A walk down the memory lane reveals how Sachin Tendulkar, all of 16, impressed one and all on his maiden tour to Pakistan.
- Updated: 25 December 2012 15:56 IST
Twenty three years ago, it was easy to see why the forefathers of the security men at Peshawar could not control the Khyber Pass. A huge crowd had turned up at the cricket stadium, many fans allowed in by the combination of the friendliness of those paid to check the tickets and the aggression of those who thought valour might be the better part of discretion.
The India-Pakistan match was an occasion, as always. India hadn't been to Pakistan in five years, they had a brand new captain, and Pakistan were led by that wily fox Imran Khan.
Everything was in the hosts' favour. But Peshawar was bound to be different. On a clear day, a guide told us, you could see Afghanistan. But this wasn't a clear day. In fact, it rained, putting paid to the aspirations of thousands of spectators some of whom had even bought tickets. It is possible that those who shouted loudest about being deprived were those who didn't have any tickets. It is often that way.
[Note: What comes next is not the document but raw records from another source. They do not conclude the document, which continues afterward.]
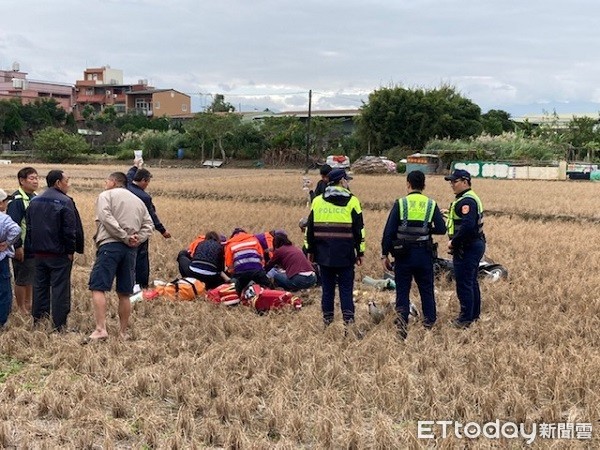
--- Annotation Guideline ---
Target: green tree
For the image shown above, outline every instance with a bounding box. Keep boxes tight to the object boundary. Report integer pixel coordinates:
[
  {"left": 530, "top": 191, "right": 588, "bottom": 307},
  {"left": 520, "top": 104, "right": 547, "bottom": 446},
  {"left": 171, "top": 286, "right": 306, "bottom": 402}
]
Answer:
[
  {"left": 206, "top": 94, "right": 235, "bottom": 112},
  {"left": 357, "top": 86, "right": 483, "bottom": 155},
  {"left": 186, "top": 113, "right": 242, "bottom": 161},
  {"left": 33, "top": 127, "right": 89, "bottom": 163},
  {"left": 566, "top": 116, "right": 600, "bottom": 148},
  {"left": 481, "top": 109, "right": 515, "bottom": 136},
  {"left": 0, "top": 100, "right": 25, "bottom": 140}
]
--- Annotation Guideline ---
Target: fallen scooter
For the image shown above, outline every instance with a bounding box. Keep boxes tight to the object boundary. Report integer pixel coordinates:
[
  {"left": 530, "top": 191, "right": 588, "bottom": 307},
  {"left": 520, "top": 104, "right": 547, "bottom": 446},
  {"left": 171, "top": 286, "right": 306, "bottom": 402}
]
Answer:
[
  {"left": 383, "top": 249, "right": 508, "bottom": 283},
  {"left": 433, "top": 255, "right": 508, "bottom": 282}
]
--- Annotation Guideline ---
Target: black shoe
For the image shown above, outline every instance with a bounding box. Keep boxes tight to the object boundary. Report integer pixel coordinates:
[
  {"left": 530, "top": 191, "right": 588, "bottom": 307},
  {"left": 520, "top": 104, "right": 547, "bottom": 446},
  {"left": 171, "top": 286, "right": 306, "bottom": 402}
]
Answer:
[
  {"left": 397, "top": 327, "right": 408, "bottom": 341},
  {"left": 450, "top": 319, "right": 473, "bottom": 330}
]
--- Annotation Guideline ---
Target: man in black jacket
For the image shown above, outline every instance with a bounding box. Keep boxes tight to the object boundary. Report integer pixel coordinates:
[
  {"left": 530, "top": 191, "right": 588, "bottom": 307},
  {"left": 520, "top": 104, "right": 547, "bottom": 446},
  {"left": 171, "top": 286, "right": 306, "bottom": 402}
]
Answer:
[
  {"left": 127, "top": 159, "right": 171, "bottom": 289},
  {"left": 25, "top": 170, "right": 84, "bottom": 331}
]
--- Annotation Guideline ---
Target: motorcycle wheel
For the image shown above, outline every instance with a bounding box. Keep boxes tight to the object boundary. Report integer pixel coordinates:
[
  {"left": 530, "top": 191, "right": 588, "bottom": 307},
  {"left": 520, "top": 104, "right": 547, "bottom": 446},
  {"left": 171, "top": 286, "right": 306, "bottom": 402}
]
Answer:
[{"left": 480, "top": 266, "right": 508, "bottom": 282}]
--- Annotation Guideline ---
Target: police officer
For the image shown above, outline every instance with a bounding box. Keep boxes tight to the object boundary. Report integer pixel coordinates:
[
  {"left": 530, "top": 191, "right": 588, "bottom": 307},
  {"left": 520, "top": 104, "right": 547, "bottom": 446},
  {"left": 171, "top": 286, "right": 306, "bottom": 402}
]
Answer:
[
  {"left": 381, "top": 170, "right": 446, "bottom": 339},
  {"left": 306, "top": 169, "right": 365, "bottom": 326},
  {"left": 444, "top": 169, "right": 485, "bottom": 328}
]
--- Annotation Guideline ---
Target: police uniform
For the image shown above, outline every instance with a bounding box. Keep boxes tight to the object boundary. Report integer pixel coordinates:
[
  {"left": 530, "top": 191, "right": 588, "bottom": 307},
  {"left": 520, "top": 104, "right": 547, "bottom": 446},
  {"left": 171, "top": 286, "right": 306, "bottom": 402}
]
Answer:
[
  {"left": 381, "top": 191, "right": 446, "bottom": 327},
  {"left": 305, "top": 169, "right": 365, "bottom": 325},
  {"left": 447, "top": 175, "right": 485, "bottom": 326}
]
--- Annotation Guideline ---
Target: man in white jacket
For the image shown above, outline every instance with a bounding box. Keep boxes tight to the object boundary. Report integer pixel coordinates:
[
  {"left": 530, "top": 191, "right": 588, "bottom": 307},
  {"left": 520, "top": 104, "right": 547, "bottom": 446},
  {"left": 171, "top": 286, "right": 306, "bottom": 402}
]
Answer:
[{"left": 89, "top": 172, "right": 154, "bottom": 340}]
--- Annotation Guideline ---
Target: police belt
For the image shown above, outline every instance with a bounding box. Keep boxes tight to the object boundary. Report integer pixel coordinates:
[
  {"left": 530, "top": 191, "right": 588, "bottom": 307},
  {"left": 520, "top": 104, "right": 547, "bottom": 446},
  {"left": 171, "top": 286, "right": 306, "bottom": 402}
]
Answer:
[{"left": 405, "top": 240, "right": 433, "bottom": 248}]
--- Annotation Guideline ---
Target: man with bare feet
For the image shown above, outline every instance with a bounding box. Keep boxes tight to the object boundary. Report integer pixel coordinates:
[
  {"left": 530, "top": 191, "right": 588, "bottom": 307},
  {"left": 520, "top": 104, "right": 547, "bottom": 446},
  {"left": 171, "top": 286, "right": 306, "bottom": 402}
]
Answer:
[{"left": 89, "top": 172, "right": 154, "bottom": 341}]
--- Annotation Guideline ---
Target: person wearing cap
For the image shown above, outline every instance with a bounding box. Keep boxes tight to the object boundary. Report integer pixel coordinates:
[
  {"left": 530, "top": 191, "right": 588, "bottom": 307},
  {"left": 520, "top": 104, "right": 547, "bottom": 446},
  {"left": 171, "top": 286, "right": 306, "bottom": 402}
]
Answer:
[
  {"left": 127, "top": 158, "right": 171, "bottom": 289},
  {"left": 309, "top": 164, "right": 332, "bottom": 202},
  {"left": 25, "top": 170, "right": 84, "bottom": 331},
  {"left": 89, "top": 172, "right": 154, "bottom": 342},
  {"left": 225, "top": 228, "right": 271, "bottom": 295},
  {"left": 0, "top": 189, "right": 21, "bottom": 330},
  {"left": 6, "top": 167, "right": 39, "bottom": 315},
  {"left": 306, "top": 169, "right": 365, "bottom": 326},
  {"left": 177, "top": 231, "right": 229, "bottom": 290},
  {"left": 381, "top": 170, "right": 446, "bottom": 339},
  {"left": 444, "top": 169, "right": 485, "bottom": 328},
  {"left": 265, "top": 232, "right": 317, "bottom": 292}
]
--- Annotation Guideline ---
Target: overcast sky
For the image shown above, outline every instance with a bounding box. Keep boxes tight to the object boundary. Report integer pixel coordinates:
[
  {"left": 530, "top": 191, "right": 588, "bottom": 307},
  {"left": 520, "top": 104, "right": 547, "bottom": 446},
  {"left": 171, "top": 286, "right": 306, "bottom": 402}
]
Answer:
[{"left": 0, "top": 0, "right": 600, "bottom": 116}]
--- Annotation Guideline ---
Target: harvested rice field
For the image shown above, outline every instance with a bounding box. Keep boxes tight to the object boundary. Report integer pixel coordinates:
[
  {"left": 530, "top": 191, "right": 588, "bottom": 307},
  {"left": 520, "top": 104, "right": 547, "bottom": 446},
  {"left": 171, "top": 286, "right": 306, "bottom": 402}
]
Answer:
[{"left": 0, "top": 165, "right": 600, "bottom": 449}]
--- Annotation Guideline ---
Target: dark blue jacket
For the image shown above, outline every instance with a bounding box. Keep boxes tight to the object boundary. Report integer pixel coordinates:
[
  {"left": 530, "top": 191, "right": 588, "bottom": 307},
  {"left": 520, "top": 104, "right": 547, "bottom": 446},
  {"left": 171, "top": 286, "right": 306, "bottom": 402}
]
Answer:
[
  {"left": 6, "top": 190, "right": 36, "bottom": 248},
  {"left": 25, "top": 187, "right": 84, "bottom": 255},
  {"left": 127, "top": 166, "right": 167, "bottom": 234}
]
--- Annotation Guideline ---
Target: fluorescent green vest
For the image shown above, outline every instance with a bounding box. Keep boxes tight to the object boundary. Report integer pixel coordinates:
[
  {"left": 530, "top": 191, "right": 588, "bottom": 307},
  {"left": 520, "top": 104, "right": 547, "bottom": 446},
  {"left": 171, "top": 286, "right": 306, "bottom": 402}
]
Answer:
[{"left": 396, "top": 193, "right": 436, "bottom": 242}]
The Indian team was coming together as a unit on that tour - led by Krishnamachari Srikkanth, it was in transition, Sunil Gavaskar having retired and Dilip Vengsarkar having lost his job as captain after a poor tour of the West Indies. The forced camaraderie - for security reasons - meant that the team and the journalists had to find entertainment among ourselves. I have a picture somewhere of Tendulkar in a false beard - we had to wear one to attend one of the 'club' meetings.
It was my first Test tour; the oldest among us was Dicky Rutnagur who had been touring for over three decades. He had reported the series in England in 1952 when India were led by Vijay Hazare. It was possible that there were only two degrees of separation, three at most, between me and a reporter who covered India's first-ever Test, in England 1932. It was easy to feel a part of history.
If Sachin Tendulkar nurtured similar thoughts, I couldn't say. His connection to that Lord's Test would necessarily have more links. One route was: Kapil Dev to Erapalli Prasanna to Vijay Manjrekar to Vijay Merchant to CK Nayudu. Six degrees of separation.
All that was academic as India took on Pakistan in a hastily-arranged friendly (or as friendly as you could get under the circumstances) match after overnight rain had made a full international impossible. Kapil Dev pulled out with a stiff neck. It was a theme that was to play out with greater significance later, when Navjot's Singh's stiff neck opened the slot at the top of the order, one that Tendulkar made his own with 82 off 49 balls in Auckland.
"Just get a feel of the game," Srikkanth told Tendulkar. There was no plan to play the 16-year-old in a One-Day International then; you didn't throw teenagers into the deep end. But this was a team in transition. Sanjay Manjrekar was establishing himself as a pillar of the batting (he was to make a double hundred in a Test in Pakistan, after a century in Barbados against the West Indies).
India's one-day future arrived with startling speed. Everything changed in 18 deliveries. Srikkanth, till then India's best regarded one-day batsman, hardly got a stroke in edgewise as Tendulkar hit five sixes off the leg spinners Abdul Qadir and Mushtaq Ahmed. The unbeaten 53 he made included 27 in one Qadir over. There was no wild slogging, just scientific and gleeful driving and pulling. Three sixes in a row.
When Qadir dropped one short as Tendulkar stepped out, and was technically beaten. But he was 16, he didn't know better, and so he went through with the shot. The bat made a lovely arc, and for all we know the ball is still travelling - no one could find it.
That evening Srikkanth made what must rate as an understatement. "The little bugger must play now."